In this project we study properties of existence, non-existence, multiplicity and regularity of the viscosity solutions of some classes of elliptic problems with quadratic growth in the gradient. We propose a qualitative study of the solutions of equations of second and fourth orders, as well as of systems of equations of second order, aiming the characterization of the continuum of solutions generated by the family of a one parameter problem. We also propose the study of the respective phenomenon of multiplicity of solutions in the case that the coefficients of the equation are unbounded. For this, we need to apply topological methods combined to the C1-alpha and W2p regularity theory of solutions, in addition to the study of the first eigenvalue, which strongly influence the generality of the hypotheses of the problem.
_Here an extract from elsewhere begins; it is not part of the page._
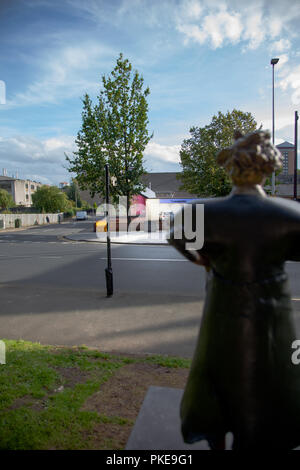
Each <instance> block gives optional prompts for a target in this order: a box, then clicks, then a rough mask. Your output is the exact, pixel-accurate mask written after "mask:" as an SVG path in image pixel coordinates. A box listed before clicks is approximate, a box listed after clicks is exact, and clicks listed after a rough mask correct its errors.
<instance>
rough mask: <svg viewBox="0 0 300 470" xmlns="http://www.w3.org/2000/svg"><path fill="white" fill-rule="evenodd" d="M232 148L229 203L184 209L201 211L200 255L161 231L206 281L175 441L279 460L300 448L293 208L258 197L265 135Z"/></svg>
mask: <svg viewBox="0 0 300 470" xmlns="http://www.w3.org/2000/svg"><path fill="white" fill-rule="evenodd" d="M235 139H236V140H235V142H234V144H233V145H232V147H230V148H227V149H225V150H222V151H221V152H219V154H218V163H219V164H220V165H221V166H223V167H224V168H225V169H226V170H227V171H228V172H229V174H230V176H231V178H232V181H233V189H232V192H231V194H230V195H229V196H226V197H222V198H212V199H203V200H196V201H195V202H194V203H193V208H194V207H195V206H196V203H197V202H198V203H201V204H204V245H203V247H202V249H199V250H196V251H189V250H187V249H186V247H185V244H186V242H187V240H186V239H185V237H184V223H182V224H181V222H180V220H181V217H179V215H178V214H177V215H175V220H174V228H173V229H172V230H171V231H170V238H169V243H171V244H172V245H173V246H174V247H176V248H177V249H178V250H179V251H180V252H181V253H182V254H184V255H185V256H186V257H187V258H188V259H191V260H193V261H194V262H196V263H197V264H200V265H204V266H206V269H207V271H208V280H207V292H206V300H205V306H204V312H203V318H202V323H201V327H200V332H199V336H198V340H197V346H196V349H195V353H194V357H193V361H192V366H191V370H190V374H189V378H188V381H187V384H186V387H185V391H184V395H183V398H182V402H181V410H180V412H181V421H182V434H183V437H184V440H185V442H187V443H193V442H196V441H199V440H201V439H207V440H208V442H209V444H210V447H211V448H212V449H223V448H224V437H225V434H226V433H227V432H232V433H233V436H234V443H233V449H238V450H247V449H266V450H269V449H276V450H279V449H281V450H287V449H292V448H294V447H296V446H298V445H300V365H298V366H297V365H294V364H293V363H292V360H291V356H292V353H293V349H292V343H293V341H294V340H295V339H297V338H296V334H295V330H294V325H293V320H292V308H291V296H290V290H289V286H288V279H287V275H286V273H285V270H284V263H285V261H286V260H294V261H300V205H299V203H297V202H294V201H288V200H284V199H282V198H277V197H267V196H266V194H265V192H264V190H263V188H262V185H263V184H264V181H265V177H266V176H267V175H270V174H271V173H272V172H273V171H275V170H276V169H278V168H280V166H281V156H280V153H279V152H278V150H277V149H276V148H275V147H274V146H273V145H272V144H271V142H270V134H269V133H268V132H265V131H262V130H259V131H255V132H253V133H251V134H248V135H245V136H243V135H242V134H241V133H240V132H237V133H236V135H235ZM194 212H195V211H193V213H194ZM183 213H184V209H183ZM180 224H181V226H180V227H179V226H178V225H180ZM175 229H177V230H178V229H181V231H182V238H181V239H179V238H176V237H175V236H174V230H175ZM177 233H178V232H177ZM189 241H190V240H188V242H189Z"/></svg>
On the other hand, we intend to verify if the purely nonlinear techniques developed to obtain a priori estimates via blow-up for equations of order two are also applicable to order four and to systems of equations of second order, that is, Harnack type inequalities and generalization of the strong maximum principle of Vázquez for fully nonlinear equations. This problem inspires the study of other interesting properties about the solutions, such as symmetry, regularity of the minimal solution and regularity of the continuum of solutions obtained, asymptotic behavior, as well as problems with dual nature to the one of Vázquez. We also propose to analyze how the results can be improved when incorporating different function spaces, spectral and variational tools. Moreover, when introducing another methods for obtaining a priori estimates, such as the Alexandrov-Serrin moving planes method and its variants.